Which is part of why a cache has a second property: it goes stale. A name accrues expectations, and those expectations harden. Six weeks later the agent has learned three new skills and dropped a bad habit, but the team’s mental model of the name hasn’t moved. Now the name is a lossy snapshot of who this agent used to be. People keep routing the old kinds of work to it and keep not routing the new kinds, because the name’s connotation has quietly become a fence. The compression that made the agent easy to address is now the thing capping what it gets asked to do.
That is the real risk in the “should agents have names” debate, and it’s usually waved away. Naming is not free. You get fast addressing in exchange for a model of the agent that lags reality.
So the interesting question is not “names or no names.” It’s: what keeps the cache fresh? A few things do, and they’re exactly what a collaboration tool can provide. Visible work history, so the name’s connotation updates as the agent does new things in front of you. Feedback that lands on the named agent and compounds there, so improvement is legible instead of dispersed into a generic model. And a low cost to revising your expectation, so when Noel ships something well outside performance work, that update is cheap to absorb.

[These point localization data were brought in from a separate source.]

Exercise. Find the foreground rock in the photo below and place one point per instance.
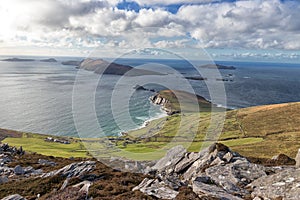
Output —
(219, 173)
(282, 185)
(14, 197)
(298, 159)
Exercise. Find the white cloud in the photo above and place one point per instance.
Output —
(258, 24)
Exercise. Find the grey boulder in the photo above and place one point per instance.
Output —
(154, 187)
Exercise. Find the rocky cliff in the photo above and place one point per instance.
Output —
(164, 103)
(175, 101)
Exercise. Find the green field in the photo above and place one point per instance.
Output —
(262, 132)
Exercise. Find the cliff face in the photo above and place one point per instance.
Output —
(165, 104)
(175, 101)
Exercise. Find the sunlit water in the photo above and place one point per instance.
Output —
(37, 96)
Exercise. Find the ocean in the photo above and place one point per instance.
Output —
(39, 96)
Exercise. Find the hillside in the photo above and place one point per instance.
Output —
(175, 101)
(262, 131)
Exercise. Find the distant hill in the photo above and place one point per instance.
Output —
(187, 102)
(260, 132)
(49, 60)
(217, 66)
(18, 60)
(100, 66)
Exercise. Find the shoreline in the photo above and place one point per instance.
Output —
(160, 115)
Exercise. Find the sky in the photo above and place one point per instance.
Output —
(228, 29)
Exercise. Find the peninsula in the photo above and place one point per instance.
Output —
(100, 66)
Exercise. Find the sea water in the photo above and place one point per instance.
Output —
(38, 96)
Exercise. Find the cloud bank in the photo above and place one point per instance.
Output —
(245, 24)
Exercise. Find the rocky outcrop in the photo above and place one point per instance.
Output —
(217, 66)
(154, 187)
(298, 159)
(219, 173)
(163, 102)
(283, 185)
(46, 162)
(73, 170)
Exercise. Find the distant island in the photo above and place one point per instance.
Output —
(217, 66)
(100, 66)
(18, 60)
(196, 78)
(71, 62)
(49, 60)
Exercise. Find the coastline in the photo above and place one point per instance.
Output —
(163, 113)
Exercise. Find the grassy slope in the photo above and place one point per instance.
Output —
(262, 131)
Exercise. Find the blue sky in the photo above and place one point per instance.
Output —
(227, 30)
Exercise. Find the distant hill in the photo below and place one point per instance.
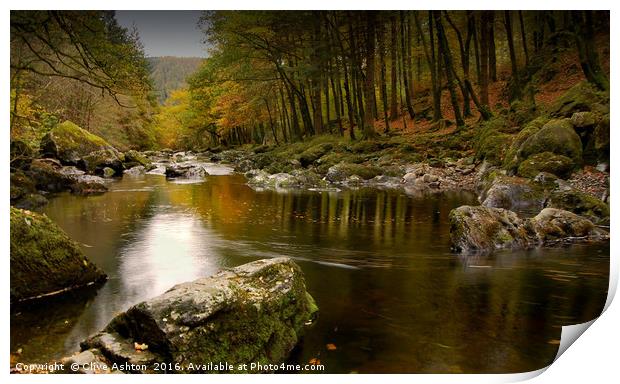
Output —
(169, 73)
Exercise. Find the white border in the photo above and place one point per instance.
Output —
(594, 357)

It’s worth being clear about what actually causes the cage people fear here, because it isn’t the name. It’s the role. A role says “product manager” and quietly freezes the agent into a job description, the category can’t move. A name can start from a specialty without being trapped in it: it accumulates strength where the agent keeps delivering, and it carries the history when the agent turns out useful somewhere new. A role freezes the category; a name lets the participant keep changing. And this is exactly where it reconnects to staleness: a name only becomes a cage when you let it harden back into a role. Keep the expectations updating and it stays a name; stop, and it’s just a job title again. That’s also why a name beats an anonymous everything-agent here: without a name, correction diffuses; with one, correction compounds.
So: do agents need names?
If you never care about who did the work, your agents don’t need names, and a scheduler is enough. The moment you catch yourself thinking “who do I go to for this?”, that’s the name doing its job. And notice what you never think: you never think “let me go ask the PM.” You think of a name.

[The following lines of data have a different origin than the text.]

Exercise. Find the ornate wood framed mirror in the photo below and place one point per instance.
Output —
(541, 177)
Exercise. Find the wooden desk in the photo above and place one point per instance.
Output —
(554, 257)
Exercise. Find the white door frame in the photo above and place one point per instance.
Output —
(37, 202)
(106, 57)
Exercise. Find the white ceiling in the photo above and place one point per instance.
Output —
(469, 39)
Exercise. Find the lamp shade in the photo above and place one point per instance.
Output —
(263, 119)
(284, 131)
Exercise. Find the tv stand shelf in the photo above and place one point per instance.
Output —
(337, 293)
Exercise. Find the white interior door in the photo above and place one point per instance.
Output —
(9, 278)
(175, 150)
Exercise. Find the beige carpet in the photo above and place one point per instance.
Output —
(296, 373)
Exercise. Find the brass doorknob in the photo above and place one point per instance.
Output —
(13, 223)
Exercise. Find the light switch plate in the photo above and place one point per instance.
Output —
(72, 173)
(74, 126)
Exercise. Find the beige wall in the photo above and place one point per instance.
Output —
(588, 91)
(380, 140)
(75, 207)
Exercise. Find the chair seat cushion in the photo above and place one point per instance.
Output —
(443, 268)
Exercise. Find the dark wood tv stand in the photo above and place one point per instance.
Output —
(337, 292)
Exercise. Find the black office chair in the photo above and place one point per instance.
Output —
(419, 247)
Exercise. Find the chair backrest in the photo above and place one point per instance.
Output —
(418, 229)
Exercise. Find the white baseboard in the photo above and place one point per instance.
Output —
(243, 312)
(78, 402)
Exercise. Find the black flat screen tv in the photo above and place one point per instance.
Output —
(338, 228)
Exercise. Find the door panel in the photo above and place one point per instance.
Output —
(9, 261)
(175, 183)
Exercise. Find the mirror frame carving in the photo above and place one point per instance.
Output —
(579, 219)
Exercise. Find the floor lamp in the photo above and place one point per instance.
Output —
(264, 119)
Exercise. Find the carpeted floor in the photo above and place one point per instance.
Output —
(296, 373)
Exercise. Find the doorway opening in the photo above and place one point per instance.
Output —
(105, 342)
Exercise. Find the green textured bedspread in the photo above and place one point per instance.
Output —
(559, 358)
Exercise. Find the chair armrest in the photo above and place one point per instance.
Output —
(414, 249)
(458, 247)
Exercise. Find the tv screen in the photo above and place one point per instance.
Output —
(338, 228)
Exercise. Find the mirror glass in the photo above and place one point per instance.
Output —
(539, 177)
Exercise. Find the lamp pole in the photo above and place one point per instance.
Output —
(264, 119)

One more thing, and it’s why this feels natural in an agent team rather than forced. With humans, this caller-loaded, bearer-light asymmetry carries social tension: misjudge someone’s persona and there’s a real interpersonal cost. With agents the same asymmetry pays out clean, all the upside of named addressing, none of the social tax. Agents are the ideal substrate for the routing primitive that names actually are. Humans tolerate the asymmetry; agents are built for it.
A name is the smallest unit of accumulated trust on a team. Just remember it’s a cache, and budget for keeping it warm, and the agent itself barely needs to know its own.